Com a proximidade das eleições, a Justiça do Trabalho alerta para o crescente problema do assédio eleitoral no ambiente de trabalho, onde empregadores tentam influenciar o voto dos empregados. Essas práticas, como promessas de benefícios ou ameaças de demissão, visam restringir a liberdade de escolha dos eleitores.
O assédio eleitoral, ao utilizar a posição de poder para coagir ou pressionar trabalhadores a apoiar determinado candidato, é proibido por lei e pode resultar em consequências trabalhistas, eleitorais e até criminais. A Justiça reforça que ações contra empregadores podem envolver indenizações por danos morais.

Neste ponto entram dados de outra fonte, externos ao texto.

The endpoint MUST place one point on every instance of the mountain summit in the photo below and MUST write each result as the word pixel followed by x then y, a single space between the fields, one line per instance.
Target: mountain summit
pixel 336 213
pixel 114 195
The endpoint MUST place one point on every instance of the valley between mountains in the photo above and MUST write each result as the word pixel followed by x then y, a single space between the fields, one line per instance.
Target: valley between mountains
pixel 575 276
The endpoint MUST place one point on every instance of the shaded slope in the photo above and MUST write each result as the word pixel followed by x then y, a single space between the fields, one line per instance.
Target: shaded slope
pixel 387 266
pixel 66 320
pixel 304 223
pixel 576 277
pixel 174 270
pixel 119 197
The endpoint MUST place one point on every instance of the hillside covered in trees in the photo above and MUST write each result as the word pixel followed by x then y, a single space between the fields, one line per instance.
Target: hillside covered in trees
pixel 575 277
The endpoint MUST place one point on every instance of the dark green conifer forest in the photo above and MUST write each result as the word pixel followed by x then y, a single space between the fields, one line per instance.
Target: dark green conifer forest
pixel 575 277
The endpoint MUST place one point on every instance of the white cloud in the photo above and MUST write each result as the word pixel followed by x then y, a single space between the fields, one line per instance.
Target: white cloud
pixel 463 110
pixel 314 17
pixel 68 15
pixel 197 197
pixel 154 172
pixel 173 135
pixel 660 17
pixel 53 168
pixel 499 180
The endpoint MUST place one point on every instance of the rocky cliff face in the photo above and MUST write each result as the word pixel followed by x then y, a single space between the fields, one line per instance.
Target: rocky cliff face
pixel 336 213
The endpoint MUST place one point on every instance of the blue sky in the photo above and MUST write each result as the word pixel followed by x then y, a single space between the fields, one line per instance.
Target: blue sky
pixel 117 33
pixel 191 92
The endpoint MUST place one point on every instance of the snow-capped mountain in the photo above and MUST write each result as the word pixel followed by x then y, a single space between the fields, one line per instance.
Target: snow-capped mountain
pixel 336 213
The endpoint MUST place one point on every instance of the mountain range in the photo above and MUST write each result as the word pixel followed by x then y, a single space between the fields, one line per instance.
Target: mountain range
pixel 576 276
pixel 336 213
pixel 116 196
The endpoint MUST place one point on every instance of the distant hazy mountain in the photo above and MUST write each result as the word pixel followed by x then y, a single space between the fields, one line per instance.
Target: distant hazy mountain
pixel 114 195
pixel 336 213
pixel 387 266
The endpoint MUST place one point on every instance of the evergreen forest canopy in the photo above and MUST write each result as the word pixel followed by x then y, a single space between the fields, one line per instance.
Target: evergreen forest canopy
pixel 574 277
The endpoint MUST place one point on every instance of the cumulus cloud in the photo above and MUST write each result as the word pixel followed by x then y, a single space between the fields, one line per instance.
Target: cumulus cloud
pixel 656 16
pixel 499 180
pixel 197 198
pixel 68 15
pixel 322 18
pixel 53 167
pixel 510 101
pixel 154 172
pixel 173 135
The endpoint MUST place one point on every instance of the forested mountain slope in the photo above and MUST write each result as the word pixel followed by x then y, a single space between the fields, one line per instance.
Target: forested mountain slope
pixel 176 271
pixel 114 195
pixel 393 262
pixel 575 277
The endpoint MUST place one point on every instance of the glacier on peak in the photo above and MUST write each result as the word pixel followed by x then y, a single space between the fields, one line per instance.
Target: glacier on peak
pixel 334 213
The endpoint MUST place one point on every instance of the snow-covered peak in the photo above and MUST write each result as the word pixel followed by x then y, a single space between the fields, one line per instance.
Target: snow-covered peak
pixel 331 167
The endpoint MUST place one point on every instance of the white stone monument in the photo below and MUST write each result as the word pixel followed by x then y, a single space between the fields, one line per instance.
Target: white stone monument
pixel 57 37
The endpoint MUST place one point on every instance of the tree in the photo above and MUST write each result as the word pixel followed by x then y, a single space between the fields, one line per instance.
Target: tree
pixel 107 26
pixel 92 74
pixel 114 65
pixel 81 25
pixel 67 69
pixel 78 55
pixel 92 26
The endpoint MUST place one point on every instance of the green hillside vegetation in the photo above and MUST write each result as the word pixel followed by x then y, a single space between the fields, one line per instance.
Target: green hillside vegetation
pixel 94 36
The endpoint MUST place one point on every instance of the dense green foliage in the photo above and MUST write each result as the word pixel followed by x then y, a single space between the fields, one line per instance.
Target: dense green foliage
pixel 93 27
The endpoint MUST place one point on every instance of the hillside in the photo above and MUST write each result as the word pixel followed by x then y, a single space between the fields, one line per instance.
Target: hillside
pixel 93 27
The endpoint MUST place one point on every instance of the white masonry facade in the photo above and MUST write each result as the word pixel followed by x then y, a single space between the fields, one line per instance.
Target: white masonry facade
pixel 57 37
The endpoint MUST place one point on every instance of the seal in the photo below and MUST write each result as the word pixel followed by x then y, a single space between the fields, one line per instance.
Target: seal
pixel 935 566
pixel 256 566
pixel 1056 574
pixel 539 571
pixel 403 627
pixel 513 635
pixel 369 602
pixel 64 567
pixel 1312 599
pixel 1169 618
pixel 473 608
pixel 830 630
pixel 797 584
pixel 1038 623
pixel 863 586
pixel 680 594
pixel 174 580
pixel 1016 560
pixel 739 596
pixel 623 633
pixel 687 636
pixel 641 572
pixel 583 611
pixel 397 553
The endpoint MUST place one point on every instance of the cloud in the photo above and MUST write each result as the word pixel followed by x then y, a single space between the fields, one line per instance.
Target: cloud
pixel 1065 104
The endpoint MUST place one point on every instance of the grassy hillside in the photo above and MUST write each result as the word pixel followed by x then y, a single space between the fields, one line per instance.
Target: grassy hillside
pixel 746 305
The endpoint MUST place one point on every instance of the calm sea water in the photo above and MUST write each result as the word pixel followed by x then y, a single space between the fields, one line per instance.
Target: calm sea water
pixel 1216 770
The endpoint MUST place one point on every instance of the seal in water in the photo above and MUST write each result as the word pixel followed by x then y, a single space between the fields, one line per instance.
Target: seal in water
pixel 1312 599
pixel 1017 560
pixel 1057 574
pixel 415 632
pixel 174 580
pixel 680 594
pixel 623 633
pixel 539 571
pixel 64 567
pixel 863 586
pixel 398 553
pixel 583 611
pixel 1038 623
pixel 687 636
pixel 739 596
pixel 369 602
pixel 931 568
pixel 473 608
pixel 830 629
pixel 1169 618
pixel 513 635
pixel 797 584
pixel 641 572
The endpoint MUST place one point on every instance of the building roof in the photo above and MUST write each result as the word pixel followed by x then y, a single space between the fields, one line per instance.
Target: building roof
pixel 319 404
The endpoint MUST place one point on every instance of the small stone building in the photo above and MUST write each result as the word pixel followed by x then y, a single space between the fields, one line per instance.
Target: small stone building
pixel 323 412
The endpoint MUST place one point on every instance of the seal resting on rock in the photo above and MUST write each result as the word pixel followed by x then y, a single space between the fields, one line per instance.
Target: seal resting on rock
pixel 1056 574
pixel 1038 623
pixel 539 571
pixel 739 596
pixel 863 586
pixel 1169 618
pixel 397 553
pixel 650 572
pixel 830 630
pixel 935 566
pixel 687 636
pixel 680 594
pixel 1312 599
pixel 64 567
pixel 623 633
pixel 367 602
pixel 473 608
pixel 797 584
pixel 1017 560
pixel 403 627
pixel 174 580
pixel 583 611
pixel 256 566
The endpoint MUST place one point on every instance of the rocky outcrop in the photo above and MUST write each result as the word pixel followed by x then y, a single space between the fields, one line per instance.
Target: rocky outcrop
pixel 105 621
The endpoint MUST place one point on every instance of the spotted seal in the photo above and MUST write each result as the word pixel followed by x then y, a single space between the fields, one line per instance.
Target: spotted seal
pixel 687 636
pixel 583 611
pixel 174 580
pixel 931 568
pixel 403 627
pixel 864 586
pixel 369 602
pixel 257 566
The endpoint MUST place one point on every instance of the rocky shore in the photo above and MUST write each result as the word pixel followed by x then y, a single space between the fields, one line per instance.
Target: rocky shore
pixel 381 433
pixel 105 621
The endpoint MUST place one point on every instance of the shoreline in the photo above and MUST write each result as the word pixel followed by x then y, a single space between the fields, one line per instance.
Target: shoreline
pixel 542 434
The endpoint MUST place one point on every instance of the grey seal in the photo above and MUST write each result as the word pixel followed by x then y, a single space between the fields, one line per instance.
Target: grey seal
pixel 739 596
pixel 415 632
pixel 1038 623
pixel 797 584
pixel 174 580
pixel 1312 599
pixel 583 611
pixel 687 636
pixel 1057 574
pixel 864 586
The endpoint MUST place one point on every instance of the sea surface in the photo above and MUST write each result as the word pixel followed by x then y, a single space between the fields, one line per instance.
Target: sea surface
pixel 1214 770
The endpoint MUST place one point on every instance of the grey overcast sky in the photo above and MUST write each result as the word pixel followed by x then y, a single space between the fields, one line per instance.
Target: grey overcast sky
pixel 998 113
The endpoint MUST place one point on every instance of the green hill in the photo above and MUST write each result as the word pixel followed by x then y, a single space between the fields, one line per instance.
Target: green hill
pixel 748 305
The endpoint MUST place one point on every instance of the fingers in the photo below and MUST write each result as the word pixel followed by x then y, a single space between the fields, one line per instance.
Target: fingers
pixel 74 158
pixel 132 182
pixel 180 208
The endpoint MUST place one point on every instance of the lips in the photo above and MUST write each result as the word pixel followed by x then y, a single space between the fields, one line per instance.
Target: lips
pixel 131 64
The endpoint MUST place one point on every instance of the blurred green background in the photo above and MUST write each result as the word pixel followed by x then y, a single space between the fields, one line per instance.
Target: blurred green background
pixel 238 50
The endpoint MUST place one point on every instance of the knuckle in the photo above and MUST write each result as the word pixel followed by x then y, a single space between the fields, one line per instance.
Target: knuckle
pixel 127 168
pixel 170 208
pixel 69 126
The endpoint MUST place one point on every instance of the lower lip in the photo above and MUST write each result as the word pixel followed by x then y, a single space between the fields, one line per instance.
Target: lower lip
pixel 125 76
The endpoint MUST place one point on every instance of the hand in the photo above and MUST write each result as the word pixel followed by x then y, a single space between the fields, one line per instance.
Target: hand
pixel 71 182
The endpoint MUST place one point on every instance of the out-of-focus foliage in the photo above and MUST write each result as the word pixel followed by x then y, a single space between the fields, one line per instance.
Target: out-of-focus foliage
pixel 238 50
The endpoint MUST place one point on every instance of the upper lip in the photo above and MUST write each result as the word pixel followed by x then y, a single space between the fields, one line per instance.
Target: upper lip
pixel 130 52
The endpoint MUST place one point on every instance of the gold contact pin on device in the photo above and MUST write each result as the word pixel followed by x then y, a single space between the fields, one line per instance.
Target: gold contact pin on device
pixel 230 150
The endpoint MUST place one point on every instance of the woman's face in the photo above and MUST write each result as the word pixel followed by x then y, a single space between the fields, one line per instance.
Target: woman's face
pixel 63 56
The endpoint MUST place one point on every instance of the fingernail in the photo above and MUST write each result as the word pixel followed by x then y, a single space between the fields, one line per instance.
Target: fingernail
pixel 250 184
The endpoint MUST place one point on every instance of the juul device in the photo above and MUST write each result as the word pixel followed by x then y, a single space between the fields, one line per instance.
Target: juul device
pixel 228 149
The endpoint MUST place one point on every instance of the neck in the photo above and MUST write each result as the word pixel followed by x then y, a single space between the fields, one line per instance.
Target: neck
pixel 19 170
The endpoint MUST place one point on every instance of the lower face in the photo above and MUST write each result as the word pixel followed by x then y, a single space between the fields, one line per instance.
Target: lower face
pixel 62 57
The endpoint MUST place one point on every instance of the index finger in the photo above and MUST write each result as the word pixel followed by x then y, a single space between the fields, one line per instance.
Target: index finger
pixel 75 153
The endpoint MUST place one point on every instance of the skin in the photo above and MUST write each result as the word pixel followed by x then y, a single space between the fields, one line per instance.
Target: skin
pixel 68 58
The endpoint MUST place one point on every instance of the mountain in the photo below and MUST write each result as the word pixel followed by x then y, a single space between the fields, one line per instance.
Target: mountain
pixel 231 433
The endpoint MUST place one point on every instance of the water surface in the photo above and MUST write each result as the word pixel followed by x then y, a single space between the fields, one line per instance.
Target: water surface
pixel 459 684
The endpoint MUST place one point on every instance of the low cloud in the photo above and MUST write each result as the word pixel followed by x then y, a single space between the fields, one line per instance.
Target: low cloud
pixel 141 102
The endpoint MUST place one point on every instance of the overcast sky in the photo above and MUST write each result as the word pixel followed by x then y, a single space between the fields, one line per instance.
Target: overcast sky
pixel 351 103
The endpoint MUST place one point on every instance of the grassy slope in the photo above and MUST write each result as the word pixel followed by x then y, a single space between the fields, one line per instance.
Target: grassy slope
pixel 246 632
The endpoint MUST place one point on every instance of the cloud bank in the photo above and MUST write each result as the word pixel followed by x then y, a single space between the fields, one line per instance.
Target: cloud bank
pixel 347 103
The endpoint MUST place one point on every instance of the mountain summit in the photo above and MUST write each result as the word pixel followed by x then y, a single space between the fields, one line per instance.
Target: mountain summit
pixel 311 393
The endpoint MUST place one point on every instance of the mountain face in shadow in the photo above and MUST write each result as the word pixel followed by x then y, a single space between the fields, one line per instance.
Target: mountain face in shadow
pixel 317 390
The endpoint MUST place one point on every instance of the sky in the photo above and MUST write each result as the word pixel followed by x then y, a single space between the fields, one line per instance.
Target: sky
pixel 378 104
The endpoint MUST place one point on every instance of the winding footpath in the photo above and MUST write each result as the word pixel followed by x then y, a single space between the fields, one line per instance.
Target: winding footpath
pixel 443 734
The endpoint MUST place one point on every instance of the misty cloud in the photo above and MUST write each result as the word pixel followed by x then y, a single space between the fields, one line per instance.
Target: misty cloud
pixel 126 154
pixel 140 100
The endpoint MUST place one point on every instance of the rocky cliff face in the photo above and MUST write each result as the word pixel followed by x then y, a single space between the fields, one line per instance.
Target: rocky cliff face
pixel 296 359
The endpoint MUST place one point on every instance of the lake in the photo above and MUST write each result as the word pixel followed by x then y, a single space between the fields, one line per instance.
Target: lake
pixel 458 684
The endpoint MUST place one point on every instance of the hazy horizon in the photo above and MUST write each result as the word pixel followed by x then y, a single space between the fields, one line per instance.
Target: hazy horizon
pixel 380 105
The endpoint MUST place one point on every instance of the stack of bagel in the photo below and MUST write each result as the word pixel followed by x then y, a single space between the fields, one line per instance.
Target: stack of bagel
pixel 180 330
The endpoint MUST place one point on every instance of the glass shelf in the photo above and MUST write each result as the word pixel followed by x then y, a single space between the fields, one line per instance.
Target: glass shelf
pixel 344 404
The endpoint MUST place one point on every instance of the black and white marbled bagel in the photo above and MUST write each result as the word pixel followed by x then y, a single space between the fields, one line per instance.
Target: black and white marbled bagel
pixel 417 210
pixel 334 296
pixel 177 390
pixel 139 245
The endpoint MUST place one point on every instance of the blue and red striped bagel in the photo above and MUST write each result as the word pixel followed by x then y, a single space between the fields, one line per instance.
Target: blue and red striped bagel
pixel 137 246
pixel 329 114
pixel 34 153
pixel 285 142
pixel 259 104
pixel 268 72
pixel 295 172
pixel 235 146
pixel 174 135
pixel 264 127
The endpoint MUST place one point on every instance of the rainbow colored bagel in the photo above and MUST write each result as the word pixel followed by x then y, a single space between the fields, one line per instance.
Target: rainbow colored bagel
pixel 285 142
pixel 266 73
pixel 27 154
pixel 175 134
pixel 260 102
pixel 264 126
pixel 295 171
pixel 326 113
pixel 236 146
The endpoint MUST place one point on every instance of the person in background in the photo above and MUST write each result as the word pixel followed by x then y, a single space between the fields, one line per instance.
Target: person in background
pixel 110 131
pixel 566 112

Um caso notório aconteceu em Rio Verde (GO), onde uma indústria foi condenada por coação política durante as eleições de 2022. A empresa realizava reuniões para pressionar funcionários a votarem em um candidato específico. A Justiça determinou indenizações de R$ 1.000,00 para cada trabalhador afetado.
Em outro episódio, uma empresa de coaching em Vitória (ES) foi condenada após obrigar empregados a manifestar apoio ao então presidente. Uma vendedora, demitida por não revelar suas preferências políticas, recebeu indenização de R$ 8.000,00.
Identificar o assédio eleitoral pode ser desafiador, mas a Justiça encoraja a reunir provas como mensagens e depoimentos. Denúncias podem ser realizadas junto ao Tribunal Superior do Trabalho e ao Ministério Público do Trabalho.
Empregadores devem evitar práticas de assédio eleitoral, respeitando escolhas políticas sem usar o ambiente de trabalho para influenciar votos, garantindo assim um ambiente respeitoso e justo para todos.